Cities concerned over bridge toll proposals

Daphne, Spanish Fort officials object to charges on Bayway, bridge


DAPHNE – Officials in the two cities closest to the Interstate 10 Bayway do not support proposals to place tolls on the highway and a planned bridge over the Mobile River.

The Daphne City Council voted unanimously on May 20 to send a statement to the Alabama Department of Transportation opposing the plan to set tolls on the Bayway and bridge of $3 to $6 per trip.

Councilman Joel Coleman said tolls would have a major financial impact on many Daphne residents who commute to Mobile.

As somebody who’s lived here in Daphne for 25 years, the first 20, I worked in Mobile and to put what could be the burden that they’re speculating on our residents of over $2,000 a year is an undue burden to place on our residents,” Coleman said. “I’m not against the bridge I’m against the toll and residents paying the heavy burden.”

Councilman Robin LeJeune said a smaller toll with exemptions for local residents might be one possible way to fund the project, but that he also opposed putting the full charge on Eastern Shore residents.

“I’m definitely for the bridge and also definitely against the toll as far as the local community,” LeJeune said.

ALDOT officials said residents who make more than 20 trips a month could receive a discount on tolls of up to 15 percent.

On the same day that Daphne approved its statement, Spanish Fort City Council members also said they worried about the financial effects the toll would have on local residents and how road plans would affect city traffic. The Spanish Fort Council did not issue a formal statement on the plan, but Mayor Mike McMillan said he has talked to ALDOT Director John Cooper about local concerns over the toll.
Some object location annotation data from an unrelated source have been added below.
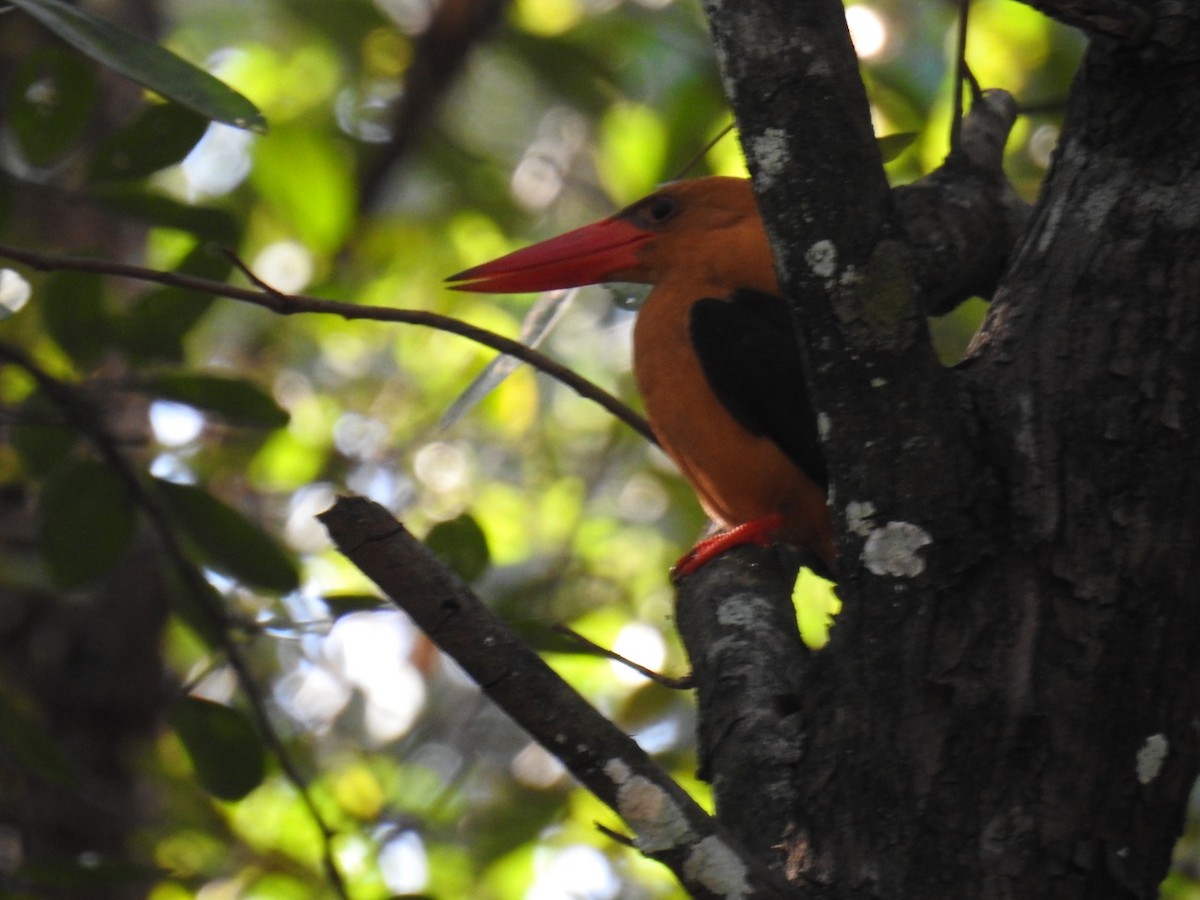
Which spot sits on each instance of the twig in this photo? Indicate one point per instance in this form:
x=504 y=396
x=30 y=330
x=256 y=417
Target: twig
x=293 y=304
x=81 y=413
x=682 y=683
x=624 y=839
x=1119 y=19
x=700 y=154
x=669 y=825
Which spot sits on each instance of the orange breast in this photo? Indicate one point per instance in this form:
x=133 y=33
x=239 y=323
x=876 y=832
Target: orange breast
x=738 y=477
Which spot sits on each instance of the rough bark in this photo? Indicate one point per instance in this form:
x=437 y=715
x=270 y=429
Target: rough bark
x=1007 y=703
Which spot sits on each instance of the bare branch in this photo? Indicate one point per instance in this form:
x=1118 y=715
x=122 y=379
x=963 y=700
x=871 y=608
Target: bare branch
x=738 y=624
x=1119 y=19
x=670 y=827
x=293 y=304
x=85 y=419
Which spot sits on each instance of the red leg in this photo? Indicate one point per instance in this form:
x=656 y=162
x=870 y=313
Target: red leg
x=757 y=531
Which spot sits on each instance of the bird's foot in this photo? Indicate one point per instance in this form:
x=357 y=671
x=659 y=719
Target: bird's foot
x=762 y=532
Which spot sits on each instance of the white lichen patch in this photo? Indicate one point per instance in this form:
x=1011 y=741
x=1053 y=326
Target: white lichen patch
x=714 y=865
x=822 y=258
x=657 y=820
x=892 y=550
x=769 y=149
x=861 y=517
x=618 y=771
x=1151 y=756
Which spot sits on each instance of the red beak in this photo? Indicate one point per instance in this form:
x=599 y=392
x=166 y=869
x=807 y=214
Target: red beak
x=587 y=256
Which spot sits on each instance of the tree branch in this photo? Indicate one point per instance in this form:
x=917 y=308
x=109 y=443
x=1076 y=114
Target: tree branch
x=293 y=304
x=81 y=413
x=961 y=221
x=738 y=625
x=669 y=825
x=1119 y=19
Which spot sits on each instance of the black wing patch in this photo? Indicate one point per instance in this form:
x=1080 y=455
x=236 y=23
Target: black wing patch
x=749 y=354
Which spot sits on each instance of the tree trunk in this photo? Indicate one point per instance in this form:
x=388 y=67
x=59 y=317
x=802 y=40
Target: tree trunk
x=1008 y=703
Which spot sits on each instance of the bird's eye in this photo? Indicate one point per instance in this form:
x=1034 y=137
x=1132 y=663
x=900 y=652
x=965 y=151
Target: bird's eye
x=660 y=209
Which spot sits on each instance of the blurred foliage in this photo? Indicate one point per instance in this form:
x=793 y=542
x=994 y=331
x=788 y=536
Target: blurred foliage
x=240 y=425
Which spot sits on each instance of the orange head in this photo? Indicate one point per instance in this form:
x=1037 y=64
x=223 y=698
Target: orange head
x=703 y=232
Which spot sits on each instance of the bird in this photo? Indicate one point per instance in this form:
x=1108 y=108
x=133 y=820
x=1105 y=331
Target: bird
x=717 y=357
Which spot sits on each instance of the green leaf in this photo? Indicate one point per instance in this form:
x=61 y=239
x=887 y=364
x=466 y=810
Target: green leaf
x=228 y=541
x=85 y=522
x=72 y=310
x=51 y=102
x=460 y=544
x=305 y=177
x=155 y=327
x=145 y=63
x=892 y=145
x=160 y=136
x=237 y=401
x=226 y=749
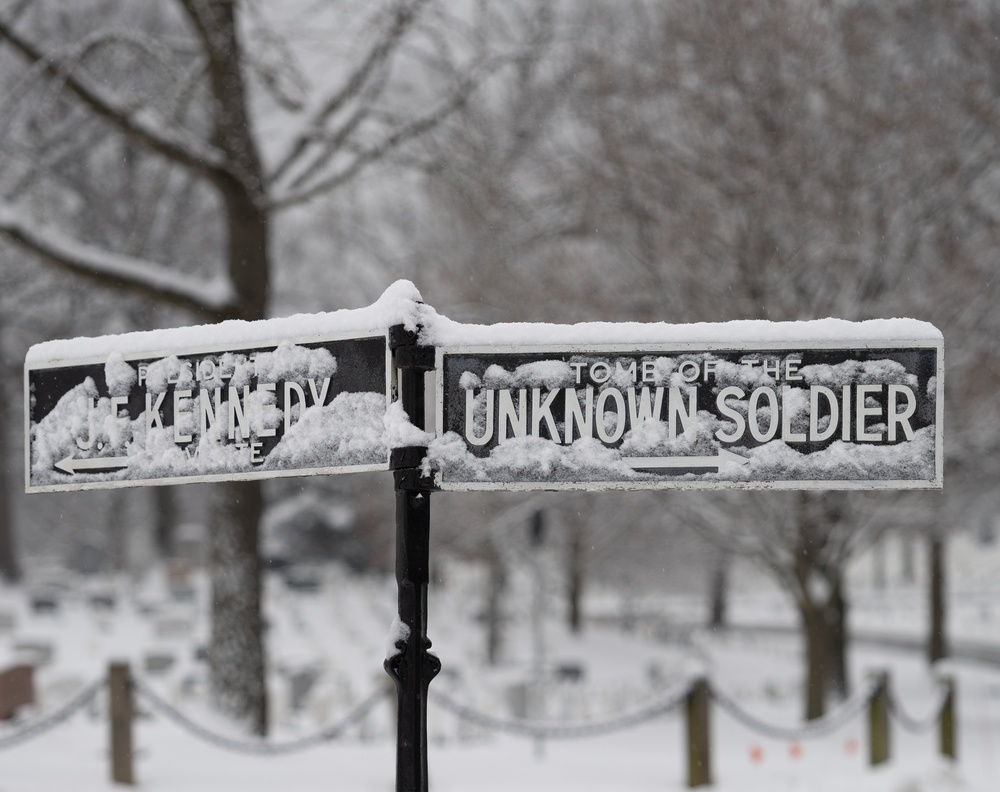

The plan calls for the US 90 Causeway and Bankhead Tunnel to remain toll free. McMillan said this will increase traffic on those routes. Because the bypass to the Causeway will be closed under the proposal, all that traffic will come through the center of Spanish Fort.

“Our concern is the adverse effect it will have on our city – our businesses our congestion of traffic,” he said. “Traffic flows will be changing a bit. It will be right through the city if you’re coming up through Daphne and Fairhope unless you get on the toll road, because the bypass will be closed.”

Spanish Fort Councilman Bill Menas said every resident to whom he has spoken has opposed the toll.

It’s a major change to our traffic flow. Not only does it hit our citizens, it changes our traffic. It just makes perfect sense that people are going to say I can go this way for $6 or I can go there and I could avoid it,” he said. “I think it will affect locals a lot more. Locals are going to know. They’re not going to pay $12 a day or whatever it ends up being.”

Menas said the toll would have a much greater financial impact on some residents than the proposed three-mill property tax increase being discussed for Spanish Fort schools.

“We’ve spent all this time on three-mills, which could affect the average person in our city about $100 a year and here’s something where they have very little say-so whatsoever put on them that could affect them $2,000 or $3,000 a year.”

The ALDOT proposal calls for a 215-foot tall, six-lane bridge to be built over the Mobile River to accommodate increasing traffic on I-10. The plan would also include raising the Bayway by 10 feet to protect the roadway from storm surges and increasing the number of lanes to eight.

The work is scheduled to be completed by 2025.

The price of the project has been estimated at $2.1 billion. ALDOT officials said the only way to pay for a project that expensive would be to charge a toll.

The formal comment period on the ALDOT bridge proposal ended Thursday.